There was a moment on Sept. 5 when I thought to myself, wow, the New York Yankees are really going to do this, aren't they?
The Yankees had come into the opener of a series with Boston that night having won five of six - many of those wins coming in come-from-behind fashion - to get themselves right back into the AL playoff hunt. However, they found themselves down, 7-2 in the seventh inning of that one and again roared back with six runs in their half of the frame to go ahead of the Red Sox.
Something special seemed to be happening in the Bronx for a team that had tens of millions of dollars in payroll sidelined by injury.

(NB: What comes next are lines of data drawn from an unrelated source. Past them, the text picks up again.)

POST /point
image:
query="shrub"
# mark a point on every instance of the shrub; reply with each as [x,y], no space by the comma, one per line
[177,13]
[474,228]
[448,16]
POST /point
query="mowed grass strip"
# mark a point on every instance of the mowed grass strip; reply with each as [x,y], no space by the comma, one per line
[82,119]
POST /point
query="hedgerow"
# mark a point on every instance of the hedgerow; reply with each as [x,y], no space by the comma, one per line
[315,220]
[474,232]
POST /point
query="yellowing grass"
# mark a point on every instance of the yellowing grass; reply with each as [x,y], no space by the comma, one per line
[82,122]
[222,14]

A team whose lineup routinely featured the likes of Jayson Nix, David Adams and Chris Stewart for the better part of the season.
It almost seemed like destiny.
At that moment, I pictured Major League Baseball Commissioner Bud Selig on the field at Yankee Stadium handing a World Series trophy to Alex Rodriguez. Only Rodriguez could end this of all seasons in bizarre fashion like that.

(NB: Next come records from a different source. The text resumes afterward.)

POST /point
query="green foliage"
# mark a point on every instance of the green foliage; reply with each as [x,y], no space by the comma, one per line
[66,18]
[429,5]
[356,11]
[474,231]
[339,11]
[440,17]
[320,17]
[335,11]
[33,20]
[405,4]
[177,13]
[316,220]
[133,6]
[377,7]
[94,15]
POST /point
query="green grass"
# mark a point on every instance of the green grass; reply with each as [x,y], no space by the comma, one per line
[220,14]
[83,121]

It would have been too good to be true.
And you better believe that same scenario had probably crossed Selig's mine a time or two since Rodriguez returned.
But, as awesomely uncomfortable as that would have been, it's just not going to happen. The Yankees went on to lose that Sept. 5 game to Boston in extra innings and have now dropped eight of 12.
The wild card standings may still list the Yankees as having a shot, but the 3 1/2 games they are behind may as well be 300. They have finally run out of gas and it showed in a 2-0 loss to the woeful Toronto Blue Jays on Tuesday.
"We're playing terrible and it's not good. It's a bad time to be doing it," said Andy Pettitte, who absorbed the loss on Tuesday. "We put ourselves in a horrible position. Obviously, we can't have too many more losses."
The mere fact the Yankees were even in this position is kind of amazing when you consider Derek Jeter and Mark Teixeira have combined to play 32 games, Curtis Granderson endured two long trips on the disabled list, Rodriguez missed the first half of the season and the guy they brought into replace him, Kevin Youkilis, hasn't played since June 13.
Not to mention the whole Rodriguez PED drama the team has had to deal with.
And let's not even talk about the team's starting pitching. CC Sabathia is having the worst year of his career, Phil Hughes has lost 13 games, more often than not Pettitte has looked every bit of 41 and as good as Hiroki Kuroda was in the first half, he's been just as bad in the last two months.
But even with all that, the Yanks were right in it, thanks in part to another tremendous season from Mariano Rivera. But, even the great Rivera has looked mortal as his career winds down.
But, even after losing three of four to the Red Sox two weekends ago, they still had a fighting chance. The Yanks rebounded from that to win three of four from the Baltimore Orioles, but then a visit to Boston changed everything.
The Yankees were swept by the Red Sox in Fenway and looked very much like a team that should be on the golf course in October rather than one that will be playing postseason baseball.
Regardless if the Yankees reach the playoffs, Girardi should be the AL Manager of the Year. If he doesn't win, he'll certainly be the runner-up, probably to Boston's John Farrell.
Still, as much as Selig probably would have enjoyed the attention that a Rivera run to a World Series in his final year would have garnered his sport, you have to believe that he's happy that the mega-market New York Yankees probably won't be anywhere near your television sets this October.